Kevork Djansezian  /  AP
"American Idol" tops's list of the most profitable reality TV shows.
updated 9/9/2004 12:56:16 PM ET 2004-09-09T16:56:16

Reality TV is a big money maker for the television networks — but how much money?

As the fall season kicks off this week with the premier of the second season of “The Apprentice” on GE-owned NBC, Forbes looked at how some of the most popular shows fared financially in their most recent installments. (MSNBC is a joint venture of NBC and Microsoft)

Fox's “American Idol” tops our list, followed by the CBS perennial “Survivor”, with Donald Trump's hit “The Apprentice” in third place and “The Bachelor” and “The Bachelorette”, both on Disney's ABC, taking the fourth and fifth spots respectively.

Big audiences draw advertising dollars of course, but there are other factors to a show's financial success.
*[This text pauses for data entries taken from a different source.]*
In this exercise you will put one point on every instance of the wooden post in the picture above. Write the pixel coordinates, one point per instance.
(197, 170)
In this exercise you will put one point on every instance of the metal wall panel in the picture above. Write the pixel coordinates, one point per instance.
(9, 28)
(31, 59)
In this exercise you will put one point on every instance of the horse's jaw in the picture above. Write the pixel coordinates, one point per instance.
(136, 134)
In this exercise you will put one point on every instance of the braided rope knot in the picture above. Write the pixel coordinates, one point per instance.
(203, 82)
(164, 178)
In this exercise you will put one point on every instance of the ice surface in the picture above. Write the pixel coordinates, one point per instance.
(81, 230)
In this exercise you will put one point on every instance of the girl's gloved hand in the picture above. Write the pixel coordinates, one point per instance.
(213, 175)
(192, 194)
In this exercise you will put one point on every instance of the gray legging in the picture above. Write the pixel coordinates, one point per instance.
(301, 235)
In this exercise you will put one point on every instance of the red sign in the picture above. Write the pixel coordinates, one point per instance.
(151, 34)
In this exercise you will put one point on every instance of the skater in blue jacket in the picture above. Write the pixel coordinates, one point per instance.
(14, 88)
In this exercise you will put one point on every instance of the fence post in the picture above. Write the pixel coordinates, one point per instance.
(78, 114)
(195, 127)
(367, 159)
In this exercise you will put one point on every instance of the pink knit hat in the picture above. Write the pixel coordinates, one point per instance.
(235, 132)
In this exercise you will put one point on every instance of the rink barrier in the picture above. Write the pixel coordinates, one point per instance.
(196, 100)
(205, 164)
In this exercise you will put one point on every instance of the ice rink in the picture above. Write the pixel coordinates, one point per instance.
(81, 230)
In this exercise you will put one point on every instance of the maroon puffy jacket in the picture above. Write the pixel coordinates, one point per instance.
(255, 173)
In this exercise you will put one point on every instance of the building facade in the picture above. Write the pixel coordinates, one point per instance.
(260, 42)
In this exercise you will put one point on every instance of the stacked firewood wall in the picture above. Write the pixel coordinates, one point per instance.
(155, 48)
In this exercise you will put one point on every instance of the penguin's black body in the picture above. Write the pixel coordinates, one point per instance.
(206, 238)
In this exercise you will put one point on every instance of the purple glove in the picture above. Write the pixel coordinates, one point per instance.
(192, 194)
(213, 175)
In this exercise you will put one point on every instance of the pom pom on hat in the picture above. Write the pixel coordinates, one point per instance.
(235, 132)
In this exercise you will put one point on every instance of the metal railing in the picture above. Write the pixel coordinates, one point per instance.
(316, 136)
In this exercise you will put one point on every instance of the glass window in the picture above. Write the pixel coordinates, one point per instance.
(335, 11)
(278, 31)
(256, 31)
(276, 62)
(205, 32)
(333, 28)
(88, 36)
Although “American Idol” did have the highest ad rates — the cost of a 30 second spot averaged $415,000, according to Competitive Media Reports — the show also benefited from the fact that it ran twice a week and for much a longer stretch than its peers. The most recent installment of Idol, which aired between January and May of this year, logged a total of 41.5 broadcast hours, compared with just 14.5 hours of airtime for the “Survivor: Pearl Island” edition and 16 hours for “The Apprentice."

The Thursday night slots of both “Survivor” and “Apprentice” boosted those shows because that's when major movie studios spend heavily on ads to promote movies premiering that weekend. "‘Idol’, ‘Survivor’ and ‘Apprentice’ also fare well with advertisers because they're positive shows about the triumph of the human spirit,” says Peggy Green, the president of the national broadcast division of the ZenithOptimedia media services agency.

"Relationship shows like “The Bachelor” and “Bachelorette” are just not in the same league, since they sometimes portray people in a less flattering light that may not be embraced by the advertising community," she says. In other words, the humiliation-fests may draw viewers, but those audiences are often not of the same caliber as, say, the folks who made “Frasier” must-see TV.

These ad dollars aren't all gravy. In exchange for the right to air these shows, the networks pay hefty licensing fees for each episode they broadcast to producers, like reality's poster-boy Mark Burnett, creator of “Survivor” and “The Apprentice.” Last season's three most popular reality hits commanded fees of about $2 million an episode, while “The Bachelor” and “The Bachelorette” get about $1.5 million and $1.3 million an hour.

These days the economics of television are getting trickier as product-placement deals become more prevalent, and as reality show merchandising moves beyond “Friends” T-shirts and coffee cups to “American Idol” concert tours and CDs. Producers normally keep the lion's share of the licensing income generated by those businesses, while product placements have generally been factored into the cost of the commercials that advertisers buy.

That's changing this season, with “The Apprentice” reportedly nabbing special payments from corporate giants like Proctor & Gamble and Pepsi that are featured throughout entire episodes of the show's second installment. The bulk of those fees are likely headed for NBC's coffers. If this strategy works expect other reality shows, and maybe some scripted ones, to follow suit by featuring big brands in their stories.

For producers and networks alike, the reality racket is likely to keep getting more lucrative at least in the near future. The phenomenon will probably flame out eventually, but for now remains a bright spot on their balance sheets.